Subgroup analysis based on ethnic grouping

The estimated vitamin D intakes needed to maintain 90%, 95% and 97.5% of South Asian and Black individuals at the 25 and 30 nmol/L serum 25(OH)D thresholds are shown in Table 3. We estimated a vitamin D intake of 25.7 and 23.9 μg/d to maintain 97.5% of South Asians ≥25 nmol/L, using the unadjusted (n=216) and adjusted models (n=215), respectively. At the 30 nmol/L serum 25(OH)D threshold, the equivalent vitamin D intake estimates were 29.1 and 27.3 μg/d, respectively. In a subgroup analysis in which only Black individuals (children and adults) with a total vitamin D intake <50 μg/d (n=265) were included, we estimated a vitamin D intake of 21.3 and 27.2 μg/d was needed to maintain 97.5% of individuals ≥25 and 30 nmol/L, respectively, using the adjusted model (see Supplemental Table 3 in ‘Online Resource‘). While presented for Black individuals (Table 3), the estimated vitamin D intakes needed to maintain the higher percentiles of South Asian individuals with the serum 25(OH)D ≥50 nmol/L were not reported as their total vitamin D intakes were below such estimates (maximum intake 33.6 μg/d), and thus, the estimates would be extrapolations.

Table 3.

Individual Participant Data (IPD) meta-analysis-derived vitamin D intake estimates (μg/day) to maintain stated percentage of the population (percentile) at a serum 25(OH)D level at or above selected concentrations in South Asian (A) and Black participants (B) during winter¹

A. South Asian
Serum 25(OH)D	50th Percentile2	90th Percentile	95th Percentile	97.5th Percentile3
No adjustments
All participants (n=216)
≥25 nmol/L	-	17.9 (10.4, 25.4)	22.1 (14.6, 31.0)	25.7 (18.4, 35.7)
≥30 nmol/L	-	21.2 (14.0, 29.3)	25.5 (17.6, 34.8)	29.1 (21.3, 39.1)
Adjusted model
All participants (n=215)
≥25 nmol/L	-	17.0 (12.0, 22.7)	20.7 (15.3, 27.0)	23.9 (18.4, 31.2)
≥30 nmol/L	-	20.4 (15.3, 26.8)	24.1 (18.8, 30.0)	27.3 (21.8, 34.7)
B. Black
Serum 25(OH)D	50th Percentile2	90th Percentile	95th Percentile	97.5th Percentile3
No adjustments
All participants (n=430)
≥25 nmol/L	-	10.7 (3.3, 18.5)	20.3 (12.0, 28.8)	28.7 (20.6, 37.3)
≥30 nmol/L	-	19.4 (12.4, 26.8)	29.0 (21.5, 37.8)	37.3 (29.4, 46.3)
≥50 nmol/L	14.4 (7.4, 21.3)	48.3 (41.1, 56.3)	58.0 (50.0, 66.4)	66.4 (58.2, 76.5)
Adjusted model
All participants (n=429)
≥25 nmol/L	-	6.4 (0.5, 16.0)	15.9 (6.0, 25.4)	24.1 (13.6, 35.6)
≥30 nmol/L	-	15.5 (5.8, 25.5)	25.0 (15.1, 35.4)	33.2 (23.7, 44.2)
≥50 nmol/L	12.6 (3.9, 20.6)	46.0 (36.6, 55.5)	55.5 (45.7, 65.6)	63.8 (53.2, 75.0)

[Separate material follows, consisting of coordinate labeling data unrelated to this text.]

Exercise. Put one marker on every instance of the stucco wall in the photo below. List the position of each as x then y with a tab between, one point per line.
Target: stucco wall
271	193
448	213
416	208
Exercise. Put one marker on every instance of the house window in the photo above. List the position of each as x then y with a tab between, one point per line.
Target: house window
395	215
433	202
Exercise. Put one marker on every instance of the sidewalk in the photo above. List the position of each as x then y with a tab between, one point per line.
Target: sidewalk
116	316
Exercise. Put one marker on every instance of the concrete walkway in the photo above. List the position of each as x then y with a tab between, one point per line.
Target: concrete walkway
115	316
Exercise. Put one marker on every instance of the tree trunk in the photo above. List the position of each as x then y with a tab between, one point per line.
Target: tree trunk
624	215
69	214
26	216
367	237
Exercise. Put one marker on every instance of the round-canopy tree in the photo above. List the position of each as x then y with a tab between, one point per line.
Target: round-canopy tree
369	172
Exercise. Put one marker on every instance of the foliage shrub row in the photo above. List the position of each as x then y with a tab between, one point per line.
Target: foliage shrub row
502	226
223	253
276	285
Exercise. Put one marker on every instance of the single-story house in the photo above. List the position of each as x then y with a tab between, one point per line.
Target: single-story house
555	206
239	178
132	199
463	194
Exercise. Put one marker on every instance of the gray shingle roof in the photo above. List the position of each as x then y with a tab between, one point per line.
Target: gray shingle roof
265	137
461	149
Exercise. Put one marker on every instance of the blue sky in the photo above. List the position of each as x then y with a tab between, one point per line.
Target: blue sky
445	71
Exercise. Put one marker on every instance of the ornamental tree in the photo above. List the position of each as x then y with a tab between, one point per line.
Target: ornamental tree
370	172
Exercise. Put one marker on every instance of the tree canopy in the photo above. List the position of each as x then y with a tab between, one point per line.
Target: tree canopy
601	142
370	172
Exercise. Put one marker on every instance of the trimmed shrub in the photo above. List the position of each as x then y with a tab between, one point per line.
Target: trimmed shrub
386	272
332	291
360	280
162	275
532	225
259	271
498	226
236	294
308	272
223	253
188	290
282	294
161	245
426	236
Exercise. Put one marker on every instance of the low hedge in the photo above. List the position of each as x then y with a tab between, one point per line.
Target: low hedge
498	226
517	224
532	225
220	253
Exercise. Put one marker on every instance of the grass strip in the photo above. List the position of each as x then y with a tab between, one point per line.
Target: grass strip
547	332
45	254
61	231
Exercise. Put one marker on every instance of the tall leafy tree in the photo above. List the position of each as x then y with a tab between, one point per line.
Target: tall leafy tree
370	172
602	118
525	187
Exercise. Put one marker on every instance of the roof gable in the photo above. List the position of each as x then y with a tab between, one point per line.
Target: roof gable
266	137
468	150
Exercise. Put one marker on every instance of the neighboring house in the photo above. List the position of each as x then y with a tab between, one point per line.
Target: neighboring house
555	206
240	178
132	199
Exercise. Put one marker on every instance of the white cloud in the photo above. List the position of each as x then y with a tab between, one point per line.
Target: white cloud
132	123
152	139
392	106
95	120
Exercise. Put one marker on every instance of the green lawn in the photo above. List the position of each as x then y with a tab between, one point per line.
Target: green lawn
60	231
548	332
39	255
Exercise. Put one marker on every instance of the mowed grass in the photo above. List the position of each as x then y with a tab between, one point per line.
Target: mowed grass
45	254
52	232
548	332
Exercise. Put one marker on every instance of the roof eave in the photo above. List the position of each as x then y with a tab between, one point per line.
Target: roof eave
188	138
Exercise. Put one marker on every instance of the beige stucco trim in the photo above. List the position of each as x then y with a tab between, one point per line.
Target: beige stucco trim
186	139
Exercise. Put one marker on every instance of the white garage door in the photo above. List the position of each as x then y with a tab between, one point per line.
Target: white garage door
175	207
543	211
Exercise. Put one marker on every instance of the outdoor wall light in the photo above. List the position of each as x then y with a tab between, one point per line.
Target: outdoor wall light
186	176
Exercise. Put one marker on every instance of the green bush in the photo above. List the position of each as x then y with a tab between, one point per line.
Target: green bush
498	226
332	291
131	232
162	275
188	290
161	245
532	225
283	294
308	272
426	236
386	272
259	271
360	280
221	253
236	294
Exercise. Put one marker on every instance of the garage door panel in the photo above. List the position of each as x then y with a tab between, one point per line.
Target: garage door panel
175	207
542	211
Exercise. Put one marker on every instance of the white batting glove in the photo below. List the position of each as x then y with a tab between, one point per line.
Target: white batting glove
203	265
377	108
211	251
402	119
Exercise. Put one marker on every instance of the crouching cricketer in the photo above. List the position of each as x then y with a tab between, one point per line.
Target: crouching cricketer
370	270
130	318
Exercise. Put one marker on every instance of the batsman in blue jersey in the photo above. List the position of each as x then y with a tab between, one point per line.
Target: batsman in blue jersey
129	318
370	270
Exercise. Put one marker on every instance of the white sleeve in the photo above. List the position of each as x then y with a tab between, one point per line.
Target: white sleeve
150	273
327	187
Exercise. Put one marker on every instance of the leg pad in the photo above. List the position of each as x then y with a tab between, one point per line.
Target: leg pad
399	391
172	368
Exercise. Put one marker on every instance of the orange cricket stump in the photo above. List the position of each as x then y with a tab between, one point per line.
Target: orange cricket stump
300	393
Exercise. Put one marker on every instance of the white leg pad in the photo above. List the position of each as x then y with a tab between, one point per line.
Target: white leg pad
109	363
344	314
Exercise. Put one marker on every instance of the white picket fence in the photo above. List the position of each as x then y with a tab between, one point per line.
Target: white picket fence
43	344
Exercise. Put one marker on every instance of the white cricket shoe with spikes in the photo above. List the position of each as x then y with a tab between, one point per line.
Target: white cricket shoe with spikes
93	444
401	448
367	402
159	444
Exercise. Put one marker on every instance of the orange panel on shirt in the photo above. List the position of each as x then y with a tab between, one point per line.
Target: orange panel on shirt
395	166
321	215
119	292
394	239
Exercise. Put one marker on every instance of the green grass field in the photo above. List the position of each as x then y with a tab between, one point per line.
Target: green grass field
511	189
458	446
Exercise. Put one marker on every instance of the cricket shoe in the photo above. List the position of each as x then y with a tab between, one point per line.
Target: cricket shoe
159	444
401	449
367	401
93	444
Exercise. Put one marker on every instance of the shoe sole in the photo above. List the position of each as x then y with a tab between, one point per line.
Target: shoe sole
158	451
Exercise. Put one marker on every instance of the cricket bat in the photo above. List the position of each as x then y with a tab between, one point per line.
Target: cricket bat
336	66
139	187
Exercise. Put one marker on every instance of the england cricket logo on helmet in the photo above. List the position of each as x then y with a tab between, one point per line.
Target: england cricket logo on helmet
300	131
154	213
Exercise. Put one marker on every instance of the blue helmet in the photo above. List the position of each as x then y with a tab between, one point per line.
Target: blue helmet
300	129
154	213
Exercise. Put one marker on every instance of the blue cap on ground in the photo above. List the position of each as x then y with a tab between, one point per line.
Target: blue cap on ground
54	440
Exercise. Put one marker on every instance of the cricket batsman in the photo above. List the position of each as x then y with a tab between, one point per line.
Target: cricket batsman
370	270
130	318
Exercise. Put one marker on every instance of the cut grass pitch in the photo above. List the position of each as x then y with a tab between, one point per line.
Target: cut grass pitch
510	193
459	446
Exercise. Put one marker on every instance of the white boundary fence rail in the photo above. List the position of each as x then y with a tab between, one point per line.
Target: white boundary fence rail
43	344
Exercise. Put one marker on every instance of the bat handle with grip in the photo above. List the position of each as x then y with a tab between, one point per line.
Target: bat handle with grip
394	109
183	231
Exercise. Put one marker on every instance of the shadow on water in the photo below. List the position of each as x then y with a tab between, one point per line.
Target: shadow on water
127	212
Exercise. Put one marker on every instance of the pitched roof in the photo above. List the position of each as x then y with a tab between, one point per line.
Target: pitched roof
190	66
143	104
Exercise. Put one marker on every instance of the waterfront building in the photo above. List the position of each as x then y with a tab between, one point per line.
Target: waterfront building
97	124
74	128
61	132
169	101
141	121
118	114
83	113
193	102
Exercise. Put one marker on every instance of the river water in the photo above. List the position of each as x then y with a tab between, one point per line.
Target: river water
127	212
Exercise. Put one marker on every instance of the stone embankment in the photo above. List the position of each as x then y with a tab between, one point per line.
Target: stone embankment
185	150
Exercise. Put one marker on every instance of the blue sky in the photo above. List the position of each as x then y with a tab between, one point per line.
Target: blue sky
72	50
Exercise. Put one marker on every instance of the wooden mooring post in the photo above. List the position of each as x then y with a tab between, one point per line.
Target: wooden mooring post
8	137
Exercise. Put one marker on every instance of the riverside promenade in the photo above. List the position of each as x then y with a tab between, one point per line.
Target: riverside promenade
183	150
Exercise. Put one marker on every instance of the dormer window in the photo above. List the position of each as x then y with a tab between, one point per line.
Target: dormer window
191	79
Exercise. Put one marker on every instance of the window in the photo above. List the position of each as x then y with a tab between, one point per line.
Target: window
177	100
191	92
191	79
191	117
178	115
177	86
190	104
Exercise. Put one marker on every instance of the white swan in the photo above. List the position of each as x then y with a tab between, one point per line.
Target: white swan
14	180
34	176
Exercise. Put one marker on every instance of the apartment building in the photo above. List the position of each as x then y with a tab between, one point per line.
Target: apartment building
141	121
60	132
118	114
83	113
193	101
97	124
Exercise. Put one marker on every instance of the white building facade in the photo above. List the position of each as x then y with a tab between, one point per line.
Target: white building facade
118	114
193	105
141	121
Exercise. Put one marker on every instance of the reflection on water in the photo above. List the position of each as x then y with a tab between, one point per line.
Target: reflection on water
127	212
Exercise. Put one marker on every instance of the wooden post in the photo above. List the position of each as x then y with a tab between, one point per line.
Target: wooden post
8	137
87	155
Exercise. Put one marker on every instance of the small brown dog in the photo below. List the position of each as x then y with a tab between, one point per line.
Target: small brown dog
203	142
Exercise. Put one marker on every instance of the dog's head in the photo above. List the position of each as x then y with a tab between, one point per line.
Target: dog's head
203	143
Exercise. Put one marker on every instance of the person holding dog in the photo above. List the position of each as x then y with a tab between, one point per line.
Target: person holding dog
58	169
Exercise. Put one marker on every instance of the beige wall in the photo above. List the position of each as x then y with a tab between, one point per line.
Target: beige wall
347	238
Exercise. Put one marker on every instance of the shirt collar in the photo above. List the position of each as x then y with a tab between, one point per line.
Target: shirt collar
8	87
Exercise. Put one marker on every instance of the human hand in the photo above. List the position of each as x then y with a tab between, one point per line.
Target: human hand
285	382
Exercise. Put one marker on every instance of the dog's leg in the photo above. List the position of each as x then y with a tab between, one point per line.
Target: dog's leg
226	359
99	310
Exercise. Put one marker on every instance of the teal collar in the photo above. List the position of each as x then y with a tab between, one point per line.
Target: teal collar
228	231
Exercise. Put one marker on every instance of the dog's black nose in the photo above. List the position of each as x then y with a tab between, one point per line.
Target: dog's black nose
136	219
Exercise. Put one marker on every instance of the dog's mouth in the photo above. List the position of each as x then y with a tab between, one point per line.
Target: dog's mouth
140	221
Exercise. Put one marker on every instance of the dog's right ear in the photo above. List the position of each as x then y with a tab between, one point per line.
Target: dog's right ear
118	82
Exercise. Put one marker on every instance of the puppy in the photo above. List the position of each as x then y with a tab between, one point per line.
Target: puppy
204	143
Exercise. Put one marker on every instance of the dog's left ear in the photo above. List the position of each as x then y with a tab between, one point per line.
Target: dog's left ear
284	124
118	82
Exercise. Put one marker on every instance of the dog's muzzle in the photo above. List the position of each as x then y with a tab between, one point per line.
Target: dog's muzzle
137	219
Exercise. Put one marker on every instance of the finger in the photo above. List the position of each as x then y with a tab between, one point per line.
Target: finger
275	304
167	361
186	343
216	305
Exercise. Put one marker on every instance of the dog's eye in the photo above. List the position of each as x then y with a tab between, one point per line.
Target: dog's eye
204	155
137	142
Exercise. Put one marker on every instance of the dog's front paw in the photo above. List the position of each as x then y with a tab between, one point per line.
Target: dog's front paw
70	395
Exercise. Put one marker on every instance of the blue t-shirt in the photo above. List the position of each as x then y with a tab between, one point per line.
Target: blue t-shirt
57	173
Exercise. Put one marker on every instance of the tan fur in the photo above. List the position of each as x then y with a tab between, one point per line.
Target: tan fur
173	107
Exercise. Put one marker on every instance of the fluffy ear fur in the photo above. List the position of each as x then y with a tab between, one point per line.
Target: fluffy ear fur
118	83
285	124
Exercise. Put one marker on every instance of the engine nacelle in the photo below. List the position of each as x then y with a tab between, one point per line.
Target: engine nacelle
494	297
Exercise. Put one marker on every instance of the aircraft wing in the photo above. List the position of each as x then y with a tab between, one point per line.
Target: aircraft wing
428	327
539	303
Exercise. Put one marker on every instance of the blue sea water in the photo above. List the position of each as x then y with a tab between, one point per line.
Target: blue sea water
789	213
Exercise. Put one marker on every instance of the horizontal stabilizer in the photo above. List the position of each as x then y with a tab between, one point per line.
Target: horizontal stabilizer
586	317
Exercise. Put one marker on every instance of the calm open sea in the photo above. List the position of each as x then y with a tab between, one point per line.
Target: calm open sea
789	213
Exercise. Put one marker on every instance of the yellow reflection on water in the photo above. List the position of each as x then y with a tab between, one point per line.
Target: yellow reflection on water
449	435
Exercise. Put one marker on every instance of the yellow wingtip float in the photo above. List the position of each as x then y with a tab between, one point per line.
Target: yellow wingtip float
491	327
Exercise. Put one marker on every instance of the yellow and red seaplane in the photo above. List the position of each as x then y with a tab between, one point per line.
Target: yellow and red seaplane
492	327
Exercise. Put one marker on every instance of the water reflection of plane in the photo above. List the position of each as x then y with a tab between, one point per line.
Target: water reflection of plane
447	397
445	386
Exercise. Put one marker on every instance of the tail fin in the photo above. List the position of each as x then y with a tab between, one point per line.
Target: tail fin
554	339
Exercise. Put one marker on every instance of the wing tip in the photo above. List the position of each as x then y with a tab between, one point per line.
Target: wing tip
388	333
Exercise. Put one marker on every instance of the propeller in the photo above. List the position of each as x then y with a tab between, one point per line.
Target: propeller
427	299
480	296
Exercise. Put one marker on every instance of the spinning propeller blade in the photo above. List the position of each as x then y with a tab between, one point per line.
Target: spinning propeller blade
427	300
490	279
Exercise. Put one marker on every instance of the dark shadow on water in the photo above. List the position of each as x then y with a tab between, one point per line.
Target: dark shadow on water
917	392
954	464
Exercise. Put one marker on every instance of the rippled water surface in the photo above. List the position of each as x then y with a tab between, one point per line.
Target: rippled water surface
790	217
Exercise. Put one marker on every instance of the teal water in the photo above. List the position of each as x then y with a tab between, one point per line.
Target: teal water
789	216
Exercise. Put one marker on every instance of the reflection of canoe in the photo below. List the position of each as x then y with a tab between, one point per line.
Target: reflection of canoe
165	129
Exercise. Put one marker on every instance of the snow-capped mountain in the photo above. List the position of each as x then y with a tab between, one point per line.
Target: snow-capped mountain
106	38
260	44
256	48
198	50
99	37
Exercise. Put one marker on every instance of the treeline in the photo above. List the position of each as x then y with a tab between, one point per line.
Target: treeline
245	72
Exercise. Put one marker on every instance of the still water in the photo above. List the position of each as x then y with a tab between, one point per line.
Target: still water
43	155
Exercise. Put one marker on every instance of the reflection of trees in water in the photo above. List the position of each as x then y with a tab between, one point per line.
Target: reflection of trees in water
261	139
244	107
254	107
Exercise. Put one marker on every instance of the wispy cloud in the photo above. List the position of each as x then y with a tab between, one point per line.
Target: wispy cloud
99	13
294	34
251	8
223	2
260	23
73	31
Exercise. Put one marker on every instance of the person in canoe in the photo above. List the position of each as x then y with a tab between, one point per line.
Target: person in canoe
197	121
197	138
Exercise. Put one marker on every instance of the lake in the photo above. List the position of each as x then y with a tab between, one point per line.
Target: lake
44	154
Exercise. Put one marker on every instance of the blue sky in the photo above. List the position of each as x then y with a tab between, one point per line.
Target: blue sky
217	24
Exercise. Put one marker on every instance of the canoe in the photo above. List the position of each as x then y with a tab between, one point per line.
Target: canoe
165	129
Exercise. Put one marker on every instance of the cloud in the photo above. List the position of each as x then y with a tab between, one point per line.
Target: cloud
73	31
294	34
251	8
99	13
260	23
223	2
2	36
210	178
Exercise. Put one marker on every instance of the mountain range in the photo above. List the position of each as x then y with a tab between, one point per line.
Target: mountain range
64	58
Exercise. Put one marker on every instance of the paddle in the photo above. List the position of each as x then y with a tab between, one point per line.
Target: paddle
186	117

¹Results based on a 1-stage IPD quadratic model which related serum 25(OH)D concentration as a function of vitamin D₃ intake both unadjusted and adjusted for baseline serum 25(OH)D (mean), age (mean) and BMI (mean). 95% CIs for the lower prediction limits were obtained using bias-corrected bootstrap based on 1000 replications.

²The vitamin D intake that will maintain serum 25(OH)D concentrations in 50% of individuals above 50 nmol/L during winter, representing an EAR at that threshold; this is not appropriate to do at the 25 and 30 nmol/L thresholds.

³The vitamin D₃ intake that will maintain serum 25(OH)D concentrations in 97.5% of individuals above the indicated cut-off concentration during winter, representing a Recommended dietary allowance (RDA).

Additional subgroup and sensitivity analyses

The outcomes of additional subgroup and sensitivity analyses, set at each of the three serum 25(OH)D thresholds, are provided in the Supplemental Material in ‘Online Resource‘. In brief, leave-one-out sensitivity analysis showed that there were no overly influential RCTs (Supplemental Table 4 in ‘Online Resource‘). Using adult RCT data only, limiting the unadjusted analysis to those with a BMI <30 kg/m² (n=265) reduced the 97.5^th percentile vitamin D estimates by 4.3 to 8.0 μg/d, dependent on serum 25(OH)D threshold, compared to those with BMI ≥30 kg/m² (n=213) (Supplemental Table 5 in ‘Online Resource‘). Using data from Black individuals only, vitamin D intake estimates at the 97.5^th percentile were very similar irrespective of whether based on subjects whose total vitamin D intake estimates accounting for adherence to vitamin D supplements/fortified foods or where a minimum of 80% compliance was applied for subject inclusion in the analysis per se rather than applying it in the calculation of total intake estimates (Supplemental Table 3 in ‘Online Resource‘). Additional adjustment for methods of serum 25(OH)D and vitamin D intake assessment yielded estimates which were marginally to modestly higher, respectively, than that from analysis of all individuals irrespective of method (see Supplemental Material in ‘Online Resource‘).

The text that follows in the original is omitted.